Cependant, il est impossible de nier ce trait commun fondamental qui caractérise quasiment toutes les sociétés islamiques et qui se manifeste par cette construction mentale, à la fois spirituelle et normative, qui couvre de tout son poids toutes les sociétés islamiques et qui porte en elle certaines valeurs fondamentales, personnelles et collectives partagées par tous. Les vecteurs fondamentaux de cette structure d’idées et d’aspirations sont constitués à la fois par les tribus et leurs dirigeants (shuyûkh), donc au  niveau ethnique primaire, mais également par les villes avec l’ensemble de leurs acteurs, espaces d’échange et de circulation (souks, medersas, mosquées, casernes, monastères, mausolées), et par les personnalités du monde civil et religieux représentées par les saints (awliyâ), les juges (cadhis) et leurs auxiliaires (kuttab, ‘udul), les jurisconsultes (muftis), les professeurs et les enseignants (mashâyikh, mudarrissûn, fuqahâ). Au sommet de la hiérarchie sociale se situe évidemment le pouvoir politique avec toute son organisation militaire, sécuritaire, administrative, fiscale et judiciaire. Tous ces organismes et ces acteurs peuvent évidemment entrer en conflits ouverts ou larvés et même provoquer au sein de la société toutes sortes de troubles plus ou moins intenses, allant jusqu’au schisme ou à la guerre civile. Cependant, ils demeurent et se maintiennent à l’intérieur de la même sphère de dogmes, d’éthique et de droit. Cette sphère est partagée par la grande majorité du peuple des croyants.

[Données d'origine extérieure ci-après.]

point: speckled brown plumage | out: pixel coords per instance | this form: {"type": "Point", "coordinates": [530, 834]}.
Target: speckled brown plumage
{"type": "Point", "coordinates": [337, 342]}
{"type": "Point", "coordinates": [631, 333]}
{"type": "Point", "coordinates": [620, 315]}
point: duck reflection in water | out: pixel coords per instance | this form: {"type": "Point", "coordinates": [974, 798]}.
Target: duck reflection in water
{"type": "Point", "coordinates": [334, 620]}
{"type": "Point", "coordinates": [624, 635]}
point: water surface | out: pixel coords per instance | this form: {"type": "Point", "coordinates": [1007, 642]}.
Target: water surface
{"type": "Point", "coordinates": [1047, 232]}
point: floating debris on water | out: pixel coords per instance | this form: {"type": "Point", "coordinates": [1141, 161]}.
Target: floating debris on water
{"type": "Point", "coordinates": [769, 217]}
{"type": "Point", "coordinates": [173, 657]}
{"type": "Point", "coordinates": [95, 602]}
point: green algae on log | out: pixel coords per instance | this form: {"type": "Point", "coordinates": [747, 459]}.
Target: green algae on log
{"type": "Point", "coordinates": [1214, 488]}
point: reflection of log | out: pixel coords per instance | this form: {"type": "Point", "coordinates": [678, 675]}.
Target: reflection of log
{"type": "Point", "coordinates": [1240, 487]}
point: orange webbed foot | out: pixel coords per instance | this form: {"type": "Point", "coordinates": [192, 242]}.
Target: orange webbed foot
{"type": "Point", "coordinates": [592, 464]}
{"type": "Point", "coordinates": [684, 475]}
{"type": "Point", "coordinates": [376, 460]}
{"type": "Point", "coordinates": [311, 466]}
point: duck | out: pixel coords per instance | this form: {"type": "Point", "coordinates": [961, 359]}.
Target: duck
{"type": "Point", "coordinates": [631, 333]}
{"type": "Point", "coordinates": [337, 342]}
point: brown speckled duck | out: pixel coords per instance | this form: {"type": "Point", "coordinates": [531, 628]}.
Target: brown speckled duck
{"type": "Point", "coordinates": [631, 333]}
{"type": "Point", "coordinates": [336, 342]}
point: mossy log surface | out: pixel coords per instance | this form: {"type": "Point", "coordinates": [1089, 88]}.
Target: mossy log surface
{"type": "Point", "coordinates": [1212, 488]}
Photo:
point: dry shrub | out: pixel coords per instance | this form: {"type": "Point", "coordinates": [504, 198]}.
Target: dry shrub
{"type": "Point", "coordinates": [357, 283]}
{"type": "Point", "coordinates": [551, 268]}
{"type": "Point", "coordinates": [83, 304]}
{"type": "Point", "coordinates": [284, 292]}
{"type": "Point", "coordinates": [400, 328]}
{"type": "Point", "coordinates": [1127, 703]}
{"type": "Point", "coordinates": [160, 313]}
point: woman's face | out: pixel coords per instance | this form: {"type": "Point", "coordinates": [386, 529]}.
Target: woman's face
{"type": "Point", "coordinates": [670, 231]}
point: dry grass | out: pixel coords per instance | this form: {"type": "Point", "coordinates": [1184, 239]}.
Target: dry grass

L’absence d’église et le fait que le peuple, en concordance avec la classe des shuyukh civils et religieux, soit le gardien principal de sa propre croyance religieuse, donne à cette dernière une dimension politique exceptionnelle. Il est vrai que ce trait a existé historiquement dans toutes les sociétés, notamment dans les sociétés européennes avant la grande fracture laïque et le moment spinozien au 17ème siècle, puis les révolutions du 18ème siècle. En islam, cependant, grâce à cette alliance entre le pouvoir civil, le pouvoir religieux et la masse du peuple des croyants, il prend un caractère particulier, populiste avant l’heure. Même si la société « participe à sa manière à une dynamique générale planétaire de l’émergence de l’individu, en tant que rapport politique »[3], « même si le groupe ethnique, la famille élargie ou restreinte ne sont plus dans la logique étatique, que des cadres de référence de type plutôt administratif, en voie de disparition (ou de transformation) »[4], le frère en religion, le sujet soumis au pouvoir à l’autorité villageoise ou de sa tribu, représentée par ses chefs (shuyûkh), concurrencent sur la longue période le statut du citoyen. La logique communautaire prime la logique étatique et même si, à partir du 17ème siècle, nous assistons à un « affermissement de la logique étatique »[5], la logique communautaire continuera à produire ses effets sur le long terme. En d’autres termes, la société de droit ne disparaîtra pas entièrement de la scène. Elle conservera sa force comme toile de fond de l’État moderne.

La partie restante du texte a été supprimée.